Une exposition à l’intérieur du musée Amazing World of Dr. Seuss, qui vient d’ouvrir. Crédit : Tony Luong pour le New York Times
Un des propres membres de la famille de M. Geisel, qui a aidé à organiser une exposition pour le musée, a déclaré que M. Geisel serait d’accord.
« Je pense qu’il trouverait que c’est une critique légitime, parce que je me souviens d’en avoir parlé avec lui au moins une fois et qu’il a dit que les choses étaient faites d’une certaine manière à l’époque », a déclaré Ted Owens, un petit-neveu de M. Geisel. « On faisait des caractérisations, et comme il était caricaturiste, il avait tendance à les adopter. Et je sais que plus tard dans sa vie, il n’en était pas du tout fier. »
Monsieur Geisel a lui-même suggéré cela des décennies après la guerre. Dans une interview de 1976, il a déclaré à propos de ses caricatures de « PM » : « Quand je les regarde maintenant, elles sont précipitées et embarrassantes, mal dessinées. Et ils sont pleins de jugements rapides que tout caricaturiste politique doit faire. »

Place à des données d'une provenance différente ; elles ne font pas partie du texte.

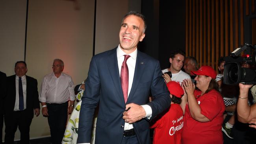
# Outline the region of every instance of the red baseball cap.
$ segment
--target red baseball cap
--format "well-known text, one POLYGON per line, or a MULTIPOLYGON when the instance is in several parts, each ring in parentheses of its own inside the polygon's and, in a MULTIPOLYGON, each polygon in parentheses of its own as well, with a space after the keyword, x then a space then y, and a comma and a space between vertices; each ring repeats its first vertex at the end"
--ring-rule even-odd
POLYGON ((191 74, 196 75, 206 76, 215 79, 217 75, 216 71, 211 66, 203 66, 197 71, 191 71, 191 74))
POLYGON ((166 84, 167 87, 172 95, 174 95, 178 98, 181 98, 184 94, 183 89, 180 85, 174 81, 171 81, 166 84))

Il a également essayé de faire amende honorable – à sa manière.
« Horton Hears a Who !!! » de 1954, est largement considéré comme une sorte d’excuse de M. Geisel, tentant de promouvoir l’égalité de traitement avec la célèbre ligne « Une personne est une personne, aussi petite soit-elle. »
Au musée, situé au milieu d’un complexe d’autres musées à Springfield, où M. Geisel a grandi, le premier étage est orienté vers les jeunes enfants. Outre les peintures murales, on y trouve des maquettes des points de repère de Springfield qui ont inspiré les illustrations de M. Geisel, comme l’armurerie de la rue Howard, qui ressemble à un château. Le dernier étage présente des artefacts comme des lettres, des croquis, le bureau sur lequel M. Geisel dessinait et les lunettes à double foyer qu’il portait.
Kay Simpson, présidente de Springfield Museums, qui gère le complexe, et son mari, John, directeur de projet des expositions du musée, ont défendu la décision de laisser de côté les dessins animés, en disant que le musée était avant tout conçu pour les enfants.
« Nous voulions vraiment en faire une expérience pour les enfants au premier étage, et nous mettons en valeur les collections familiales au deuxième étage », a déclaré Mme Simpson. Elle a ajouté que l’œuvre discutable de M. Geisel aurait mieux sa place dans l’un des musées d’histoire adjacents, où elle a déjà été exposée auparavant.
Susan Brandt, la présidente de Dr. Seuss Enterprises, qui supervise la marque de M. Geisel (une marque qu’il a résisté à commercialiser), a fait valoir que la distinction critique du musée est entre le Dr. Seuss et M. Geisel.
À la question de savoir pourquoi les dessins animés ne sont pas inclus, Mme Brandt, qui a consulté Mme Simpson sur le musée, a répondu : « Ces dessins animés sont un produit de leur époque. Elles reflètent une façon de penser à cette époque. Et c’est l’histoire. Nous ne modifierions jamais l’histoire. Mais la raison en est que c’est un musée du Dr. Seuss. » Elle ajoute : « Ce sont Ted Geisel, l’homme, que nous séparons pour ce musée uniquement. »
Le musée comporte toutefois des références à certains des premiers travaux professionnels de M. Geisel. Il y a un plateau de service exposé que M. Geisel a conçu pour la Narragansett Brewing Company en 1941 à partir de ses jours dans la publicité, par exemple, et des sculptures des années 1930.
Suite à l’ouverture, le musée a exprimé sa volonté d’exposer les caricatures, peut-être sensible aux critiques selon lesquelles il présentait une version unilatérale de M. Geisel, qui est décédé en 1991. Il a invité M. Nel à un symposium cet automne pour discuter de l’idéologie politique de M. Geisel et Mme Wenjen au musée pour une visite, quelque chose qu’elle a qualifié avec scepticisme de « contrôle des dommages ».
Après tout, contrairement à l’avis de Mme Brandt, les critiques soutiennent que c’est l’œuvre de Mr. Geisel – l’homme et le dessinateur politique – qui a inspiré le Dr. Seuss.
« C’est cette œuvre qui a fait de lui un écrivain militant pour enfants », a déclaré M. Nel.
Cet article, légèrement adapté ici, est paru dans le New York Times le 21 juin 2017.